Vivir
en una gran ciudad puede ser una experiencia fascinante y también aterradora;
porque en una ciudad pasan muchas cosas y la muchedumbre se convierte en carne de cañón al tener que enfrentar la lucha cotidiana
Nadie
tiene tiempo de aburrirse, existen lugares increíbles, se puede conseguir cualquier cosa y comer a cualquier hora.
Pero
las ciudades son ruidosas y llegan a ser casi caóticas y el aire a veces puede cortarse
con un cuchillo de tan enrarecido por la combustión de los vehículos que circulan
pesadamente a paso de
hombre.
Es
más rápido, económico y saludable andar en bicicleta, pero en
Buenos Aires, esa buena costumbre va a tardar en instalarse porque el porteño es
fiel a su automóvil, que es parte de él mismo y difícilmente lo abandone por
alguna otra cosa.
Sin
embargo, a pesar del bullicio, a algunos les deleita escuchar el ensordecedor
ritmo de rock a todo volumen de su auto, gustosos
de poder compartir esa dudosa música con sus ocasionales vecinos de tránsito, principalmente en las esquinas
donde hay semáforos.
Otros,
en cambio prefieren escuchar las noticas, para animarse, y llegan a sus
trabajos apesadumbrados y de mal humor después de enterarse de todas las cosas desagradables que pasan en
el mundo.
También
están los que amanecen con los auriculares puestos y que no se los sacan ni
para bañarse. Son los que hablan por
teléfono sin manos cuando manejan y cierran las ventanillas del auto para
escuchar mejor, arriesgándose a no oír la sirena de una ambulancia o
de los bomberos o la bocina de alguien que intenta inútilmente salvarlos.
La
ciudad es una jungla de asfalto donde hay depredadores que atacan y víctimas
que se defienden como pueden.
Sin
embargo, a pesar de todo, una ciudad tiene su encanto. Tomar un cafecito en la confitería de una
esquina mientras leemos el diario, sentarse en el banco de una plaza a tomar sol o a comer un sandwich al mediodía, encontrarnos con amigos, ver una película en
un cine mientras masticamos pochoclo, comprarnos algo con la tarjeta de crédito aunque sea
fin de mes en el shopping, ver vidrieras, leer libros en esas librerías donde
también se puede tomar algo, para luego irnos
disimuladamente sin comprar nada.
Las
grandes ciudades son sucias porque es tierra de nadie. La gente no puede evitar tirar basura en
cualquier parte, aunque haya recipientes de residuos, es la libertad que se
toman los que se sienten reprimidos en sus casas, o los que no tienen basureros y tiran su basura por la ventana.

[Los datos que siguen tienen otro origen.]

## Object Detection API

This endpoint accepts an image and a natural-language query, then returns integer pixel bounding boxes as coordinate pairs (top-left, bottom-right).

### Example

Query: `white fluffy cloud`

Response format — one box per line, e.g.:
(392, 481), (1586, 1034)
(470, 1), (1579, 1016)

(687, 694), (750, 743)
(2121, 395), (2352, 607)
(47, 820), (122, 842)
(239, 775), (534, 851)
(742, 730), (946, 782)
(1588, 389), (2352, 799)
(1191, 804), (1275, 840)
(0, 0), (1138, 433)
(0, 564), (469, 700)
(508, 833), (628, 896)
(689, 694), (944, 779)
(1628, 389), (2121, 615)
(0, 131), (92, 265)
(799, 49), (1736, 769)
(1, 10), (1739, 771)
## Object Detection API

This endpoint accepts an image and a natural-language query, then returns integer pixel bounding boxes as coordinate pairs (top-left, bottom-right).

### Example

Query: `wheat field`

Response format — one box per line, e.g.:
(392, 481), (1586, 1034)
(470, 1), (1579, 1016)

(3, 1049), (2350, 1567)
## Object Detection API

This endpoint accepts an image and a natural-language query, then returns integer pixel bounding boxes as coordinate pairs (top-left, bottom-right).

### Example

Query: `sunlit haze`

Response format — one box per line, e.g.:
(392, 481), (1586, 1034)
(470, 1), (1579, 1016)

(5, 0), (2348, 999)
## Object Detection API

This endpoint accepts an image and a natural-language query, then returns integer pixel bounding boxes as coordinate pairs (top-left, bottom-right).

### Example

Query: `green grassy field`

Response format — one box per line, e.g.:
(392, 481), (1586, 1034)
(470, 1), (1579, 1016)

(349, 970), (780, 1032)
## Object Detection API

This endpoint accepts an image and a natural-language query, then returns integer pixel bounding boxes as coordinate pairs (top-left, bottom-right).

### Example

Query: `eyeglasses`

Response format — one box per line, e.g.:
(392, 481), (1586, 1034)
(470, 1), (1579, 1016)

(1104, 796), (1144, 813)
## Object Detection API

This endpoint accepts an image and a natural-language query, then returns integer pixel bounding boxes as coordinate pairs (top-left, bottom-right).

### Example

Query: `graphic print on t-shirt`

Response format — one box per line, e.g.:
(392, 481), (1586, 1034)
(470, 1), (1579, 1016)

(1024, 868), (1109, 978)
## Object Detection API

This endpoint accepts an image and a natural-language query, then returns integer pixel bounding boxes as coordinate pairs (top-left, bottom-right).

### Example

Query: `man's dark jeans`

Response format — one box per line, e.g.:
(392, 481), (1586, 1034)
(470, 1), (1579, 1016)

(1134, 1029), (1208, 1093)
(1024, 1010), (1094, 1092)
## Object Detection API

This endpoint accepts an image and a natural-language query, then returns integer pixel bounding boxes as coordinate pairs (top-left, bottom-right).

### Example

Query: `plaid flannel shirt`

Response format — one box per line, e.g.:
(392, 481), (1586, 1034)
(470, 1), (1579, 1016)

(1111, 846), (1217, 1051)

El tema de la basura es urticante, la gente se la quiere sacar de encima a toda costa al punto de no tolerar las bolsas llenas ni siquiera en la puerta de sus casas a la espera del camión recolector de residuos. Quieren sus veredas limpias, por eso llevan sus bolsas de residuos a la esquina.
Es así como se acumula una montaña de basura que no es de
nadie, para que cualquiera pueda hurgar en ellas y desparramar su contenido, y las ratas se puedan hacer un festín después
de medianoche.
Pero el espectáculo obligado que conmueve a todos es el que dan los sin techo, la gemte desheredada que se adueña de las veredas de las ciudades, resguardándose debajo
de los balcones de las casas.
Es
admirable la capacidad de adaptación del hombre que vive en las calles sin que
nada pueda desalentarlo, ni la impiadosa lluvia, ni el frío del más crudo invierno
por las noches.
Así
como la gente de las ciudades puede a veces parecernos desalmada y
violenta, también puede ser solidaria con
los indigentes, tal vez más solidaria y generosa que cualquiera de sus parientes.
En
pocas horas, alguien que aparece dormido en un umbral, consigue, sin pedir
nada, un colchón, una almohada y también
una frazada; y algunos mendigos ni siquiera necesitan pedir limosna porque hay personas que les llevan todo lo que necesitan y la comida al mediodía y a la noche.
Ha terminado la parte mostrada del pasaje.